Bodies are slow of growth, but are rapid in their dissolution.
[Lat., Corpora lente augescent, cito extinguuntur.]
- Agricola (II) [Change]
Rumor does not always err; it sometimes even elects a man.
- Agricola (IX) [Rumor]
Flatterers are the worst kind of enemies.
[Lat., Pessimum genus inimicorum laudantes.]
- Agricola (XLI) [Flattery]
It is human nature to hate those whom we have injured.
[Lat., Proprium humani ingenii, est odisse quem laeseris.]
- Agricola (XLII, 4) [Hatred : Proverbs]
As he, though carried off in the prime of life, had lived long enough for glory.
[Lat., Et ipse quidem, quamquam medio in spatio integrae aetatis ereptus, quantum ad gloriam, longissimum aevum peregit.]
- Agricola (XLIV) [Glory]
Everything unknown is magnified.
[Lat., Omne ignotum pro magnifico est.]
- Agricola (XXX) [Ignorance]
To rob, to ravage, to murder, in their imposing language, are the arts of civil policy.

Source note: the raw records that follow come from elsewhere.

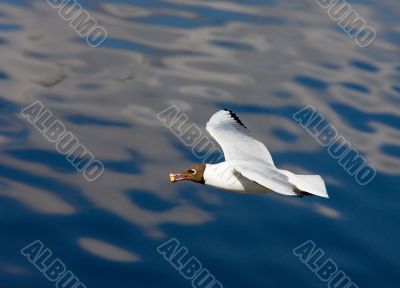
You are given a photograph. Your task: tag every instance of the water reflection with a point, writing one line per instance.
(263, 59)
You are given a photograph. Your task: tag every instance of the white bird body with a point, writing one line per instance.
(248, 166)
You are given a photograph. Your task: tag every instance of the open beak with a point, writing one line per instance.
(176, 177)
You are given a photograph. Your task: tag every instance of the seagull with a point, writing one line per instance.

When they have made the world a solitude, they call it peace.
[Lat., Auferre, trucidare, rapere, falsis nominibus imperium, atque, ubi solitudinem faciunt, pacem appellant.]
- Agricola (XXX),
ascribing the speech to Galgacus, Britain's leader against the Romans
An honorable death is better than a dishonorable life.
[Lat., Honesta mors turpi vita potior.]
- Agricola (XXXIII) [Death]
We are corrupted by good fortune.
[Lat., Felicitate corrumpimur.]
- Annales (bk. I, 15) [Fortune]
Yet the age was not so utterly destitute of virtues but that it produced some good examples.

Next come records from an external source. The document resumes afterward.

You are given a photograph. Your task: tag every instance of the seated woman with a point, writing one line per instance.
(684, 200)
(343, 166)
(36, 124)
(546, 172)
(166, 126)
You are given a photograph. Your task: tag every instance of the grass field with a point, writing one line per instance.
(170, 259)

[Lat., Non tamen adeo virtutum sterile seculum, ut non et bona exempla prodiderit.]
- Annales (bk. I, 2) [Virtue]
Victor and vanquished never unite in substantial agreement.
[Lat., Victores victosque numquam solida fide coalescere.]
- Annales (bk. II, 7) [Victory]
To prefer victory to peace.
[Lat., Victoriam malle quam pacem.]
- Annales (bk. III, 60) [Victory]
Cassius and Brutus were the more distinguished for that very circumstance that their portraits were absent.
[Lat., Praefulgebant Cassius atque Brutus eo ipso, quod effigies eorum non videbantur.]
- Annales (bk. III, ch. 76),
from the funeral of Junia [Absence]
[Lat., Experientia docet.]
- founded on Annales (bk. V, 6)
[Experience : Proverbs]
A cowardly populace which will dare nothing beyond talk.
[Lat., Vulgus ignavum et nihil ultra verba ausurum.]
- Annales (bk. VI, 22) [Public]
The views of the multitude are neither bad nor good.
[Lat., Neque mala, vel bona, quae vulgus putet.]
- Annales (bk. VI, 22) [Public]
He (Tiberius) was wont to mock at the arts of physicians, and at those who, after thirty years of age, needed counsel as to what was good or bad for their bodies.
- Annales (bk. VI, ch. XLVI) [Medicine]
Such being the happiness of the times, that you may think as you wish, and speak as you think.
[Lat., Rara temporum felicitate, ubi sentire quae velis, et quae sentias dicere licet.]
- Annales (I, 1) [Freedom]
Rulers always hate and suspect the next in succession.
[Lat., Suspectum semper invisumque dominantibus qui proximus destinaretur.]
- Annales (I, 21) [Power]
Power acquired by guilt was never used for a good purpose.
[Lat., Imperium flagitio acquisitum nemo unquam bonis artibus exercuit.]
- Annales (I, 30) [Power : Proverbs]
In the opinion of all men he would have been regarded as capable of governing, if he had never governed.
[Lat., Omnium consensu capax imperii, nisi imperasset.]
- Annales (I, 49) [Government]
Laying aside his resentment, he stores it up to bring it forward with increased bitterness.
[Lat., Odia in longum jaciens, quae reconderet, auctaque promeret.]